The activists pay little heed to the views of the majority of Israelis, who see the illegal encampments as a primary obstacle to peace and security, according to some recent polls.

“Security, security,” Zar said as he rose from the couch slowly, angry but tired, and walked over to an aerial map of the region.

Finger lightly brushing the green- and brown-shaded photograph, he traced his way from Nablus to a Palestinian village called Farta’a.

An Israeli army officer “told us that our presence here has blocked the route of terrorists to Israel,” Zar said. “So how can people say we are detrimental to security?”

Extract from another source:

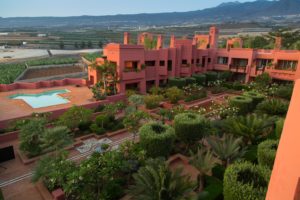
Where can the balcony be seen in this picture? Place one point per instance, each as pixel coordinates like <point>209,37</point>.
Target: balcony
<point>284,182</point>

Zar and his family had left most of their meager possessions — including an ancient air conditioner, a Sony boombox and several dozen books of Talmud and Gemarah — in the tent, knowing that they may well be ground into the earth when the outpost is removed.

Asked why he had not removed his possessions in the face of the expected onslaught, Zar said, “We have to believe, and we have to show the kids that we still have hope.”

Until last week, the settlers’ Yesha Council was cautious not to rouse the ire of Sharon, as well as their right-wing sympathizers in the government. Now, with Israel beginning to dismantle outposts while Palestinian terror attacks continue apace, the council has said it will oppose the evacuations.

For every outpost removed, Yesha officials pledged in a press conference Monday, five more will be erected. The National Religious Party and National Union have called an additional evacuation of inhabited outposts a “red line” that would compel them to leave the government.

“We will do everything we can to torpedo, obstruct and to prolong this step,” Yesha Council spokesman Yehoshua Mor-Yosef said.

He accused Sharon of “cynically and manipulatively” exploiting settlers in an effort to place them in conflict with the Israel Defense Force.

The foot soldiers in this struggle are the youth who, under the orders of the Yesha Rabbinical Council, have flocked to the hills. The Rabbinical Council also has called on members of the army to question the morality of the government’s evacuation orders.

“The decision to uproot Jews from their homes and land in outposts or settlements” is “a crime from a Jewish, national and moral standpoint,” the council said in a statement. “We call on the government to retract this wretched and contemptible decision and we will use all our ability to prevent it from going forward.”

But the settlers say they will keep their opposition peaceful. Prowling the hilltop for cigarettes to cadge, Ido Austin, 18, and Elyashiv Geali, 16, were adamant about not using violence against soldiers sent to evacuate the outpost.

“You see this kipah,” said the hulking Austin, plucking the knitted cap from his head. “I will bury it in the dirt if I hear anyone call soldiers Nazis again.”

Meanwhile, gunfire crackled throughout the night in Nablus, just a few miles away. Army jeeps careened down the empty, winding highways, picking up some young stragglers making their way to the outposts.